The company is no longer confined by the restrictions of the data-sharing agreement with IDEA, Rosslyn, Va., which ended last month (See EM – July 25, page 1). While Trade Service had a relatively low profile during the past 10 years on the distributor side of its business due to the IDEA partnership, it was investing heavily in its Tra-ser database for electrical contractors and invested millions to augment thousands of SKUs in its core electrical pricing and product information with attributed data. And since the 2005 management buyout from I2 Technologies, Dubreville, a 24-year company veteran, no longer has to worry about I2’s cost cutting. Add in the financial weight of a $55 million investment from GF Capital, a New York-based investment firm, and you see why he and his management team are optimistic about the company’s future and passionate about its products.

At the center of all of Trade Service’s operations is its massive database. The electrical database alone has 2.7 million SKUs from 631 manufacturers and 1,300 brands from those vendors. This database is growing by 50,000 SKUs per month. In addition, the company’s electrical product specialists update an average of 500,000 SKUs per month and add attributed data such as images and catalog pages to 75,000 SKUs per month. Trade Service also provides cross references for 150,000 items and offers 16,000 SKUs cross-referenced with the Department of Energy’s Energy Star designation.

Today, Trade Service’s key products for distributors include its eDataFlex electronic pricing and product information, which contains 2 million items from 400 manufacturers and 700,000 SKUs of rich content; the eDataFlex Catalog Connect data that distributors can use for Web-based catalogs; the Comparator Web cross- referencing tool and its 85,000 SKUs; and the soon-to-be officially released SupplierXchange, which links to electrical contractors through their estimating systems to selected electrical distributors and enables them to get custom pricing that they can use in their estimating bids. This gives their distributor partner an early heads-up on upcoming construction projects in their market areas.

For electrical contractors, the company offers its Tra-ser product and pricing service, a 1.5 million SKU database with items from 550 manufacturers that offers “column three” pricing, product information and images.

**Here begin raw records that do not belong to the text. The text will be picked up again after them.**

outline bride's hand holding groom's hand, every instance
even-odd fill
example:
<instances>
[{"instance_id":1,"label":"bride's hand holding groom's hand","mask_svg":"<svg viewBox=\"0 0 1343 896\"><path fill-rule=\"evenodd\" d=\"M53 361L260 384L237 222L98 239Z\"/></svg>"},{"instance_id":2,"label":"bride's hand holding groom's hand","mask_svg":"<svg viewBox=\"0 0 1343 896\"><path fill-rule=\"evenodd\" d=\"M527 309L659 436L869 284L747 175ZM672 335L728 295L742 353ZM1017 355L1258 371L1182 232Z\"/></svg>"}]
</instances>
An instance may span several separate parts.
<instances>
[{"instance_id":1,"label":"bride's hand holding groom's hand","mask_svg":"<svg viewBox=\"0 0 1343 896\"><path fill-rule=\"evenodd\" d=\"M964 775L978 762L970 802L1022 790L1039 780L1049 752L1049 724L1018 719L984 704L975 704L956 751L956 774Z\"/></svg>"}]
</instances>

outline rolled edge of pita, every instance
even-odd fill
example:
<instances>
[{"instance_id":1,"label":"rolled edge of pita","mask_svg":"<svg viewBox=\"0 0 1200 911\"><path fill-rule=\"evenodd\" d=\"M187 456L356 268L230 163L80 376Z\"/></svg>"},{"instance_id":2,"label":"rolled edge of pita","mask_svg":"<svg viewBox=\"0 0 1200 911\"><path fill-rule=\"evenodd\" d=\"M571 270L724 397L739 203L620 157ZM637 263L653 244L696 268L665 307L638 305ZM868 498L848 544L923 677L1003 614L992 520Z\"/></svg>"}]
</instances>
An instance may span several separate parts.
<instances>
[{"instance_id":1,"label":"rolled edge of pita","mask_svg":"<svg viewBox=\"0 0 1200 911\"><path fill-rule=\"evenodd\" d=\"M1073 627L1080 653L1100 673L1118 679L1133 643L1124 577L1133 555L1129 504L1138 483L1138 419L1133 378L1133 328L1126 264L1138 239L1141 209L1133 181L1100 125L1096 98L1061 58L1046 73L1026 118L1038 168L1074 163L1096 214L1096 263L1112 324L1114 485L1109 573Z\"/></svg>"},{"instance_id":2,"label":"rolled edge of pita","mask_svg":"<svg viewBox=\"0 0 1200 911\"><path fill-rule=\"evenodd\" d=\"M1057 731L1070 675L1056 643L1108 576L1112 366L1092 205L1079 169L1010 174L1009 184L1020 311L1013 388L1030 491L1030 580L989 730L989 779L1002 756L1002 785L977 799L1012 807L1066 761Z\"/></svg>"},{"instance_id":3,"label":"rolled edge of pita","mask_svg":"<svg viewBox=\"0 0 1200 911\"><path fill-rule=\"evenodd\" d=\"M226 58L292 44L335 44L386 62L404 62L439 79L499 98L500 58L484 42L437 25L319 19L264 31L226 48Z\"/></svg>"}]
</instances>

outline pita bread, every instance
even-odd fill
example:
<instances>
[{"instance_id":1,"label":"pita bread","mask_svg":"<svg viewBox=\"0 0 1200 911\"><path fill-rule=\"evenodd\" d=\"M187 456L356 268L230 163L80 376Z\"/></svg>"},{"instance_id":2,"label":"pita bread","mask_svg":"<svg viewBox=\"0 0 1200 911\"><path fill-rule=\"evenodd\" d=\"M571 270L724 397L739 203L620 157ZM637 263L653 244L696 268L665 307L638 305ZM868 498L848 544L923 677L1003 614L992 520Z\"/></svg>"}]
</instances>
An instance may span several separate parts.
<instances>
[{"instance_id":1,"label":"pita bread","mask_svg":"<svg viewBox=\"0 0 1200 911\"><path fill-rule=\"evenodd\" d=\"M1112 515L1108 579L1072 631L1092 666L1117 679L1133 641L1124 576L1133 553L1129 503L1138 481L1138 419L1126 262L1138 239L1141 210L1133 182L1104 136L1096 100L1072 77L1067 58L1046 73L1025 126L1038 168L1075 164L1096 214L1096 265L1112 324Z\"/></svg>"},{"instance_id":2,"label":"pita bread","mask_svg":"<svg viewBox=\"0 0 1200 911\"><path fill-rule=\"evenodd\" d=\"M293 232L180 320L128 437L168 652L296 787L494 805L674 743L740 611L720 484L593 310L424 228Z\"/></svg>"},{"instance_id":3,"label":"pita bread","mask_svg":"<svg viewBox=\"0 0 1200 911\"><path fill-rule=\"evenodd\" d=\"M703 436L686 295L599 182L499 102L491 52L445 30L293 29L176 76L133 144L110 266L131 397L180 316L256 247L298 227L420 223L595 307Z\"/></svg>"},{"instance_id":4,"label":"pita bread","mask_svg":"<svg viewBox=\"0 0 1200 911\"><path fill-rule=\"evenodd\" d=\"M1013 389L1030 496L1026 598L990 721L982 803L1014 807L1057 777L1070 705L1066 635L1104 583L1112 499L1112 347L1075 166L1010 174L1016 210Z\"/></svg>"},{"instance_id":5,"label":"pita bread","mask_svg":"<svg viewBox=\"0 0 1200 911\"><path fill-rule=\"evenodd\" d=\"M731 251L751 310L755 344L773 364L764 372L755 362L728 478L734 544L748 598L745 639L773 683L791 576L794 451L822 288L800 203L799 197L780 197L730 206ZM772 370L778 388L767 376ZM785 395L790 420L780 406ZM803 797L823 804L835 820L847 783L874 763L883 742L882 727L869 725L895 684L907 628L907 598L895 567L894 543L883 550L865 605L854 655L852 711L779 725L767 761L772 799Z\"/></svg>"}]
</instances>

According to the cover story for next month’s issue of Electrical Wholesaling magazine, the company will be soon be launching several new products that take advantage of this database. During the 10 years that it supplied data to the IDEA industry data warehouse (IDW), Trade Service was quietly adding attributed data such as images and catalog pages to product records and expanding its data offerings to electrical contractors. Said Tod Moore, the company’s vice president of sales and marketing, “We really took a back seat to IDEA and we did that by design. We didn’t want to look like two organizations bashing it out. We were a partner, and we tried to be the best partner we could while competing. Now that we are separating, we have to reinvigorate our brand and our image. We grew a lot as a company in the 10 years we were with IDEA.”

The SupplierXchange effort is an intriguing bet by Trade Service on how it believes electrical contractors want to select and purchase products in the future. The company’s executives don’t think most contractors want to shop for products the way a consumer might buy a pair of khaki trousers at www.llbean.com. Instead, Trade Service believes they want the purchasing function closer to their business system and estimating package when they are doing a bid. SupplierXchange will let them establish a secure, online link with selected electrical distributors so the distributor can provide customized pricing that can be imported into estimating packages and used to create more realistic bids.

Dubreville said Trade Service is happy with its role as a data provider and has no intentions of getting into the procurement/e-commerce end of the business. “SupplierXchange is not a shopping tool or a procurement tool, says Dubreville. “It’s a way for a contractor to become closer to a distributor. It drives cost out of the ultimate transaction.”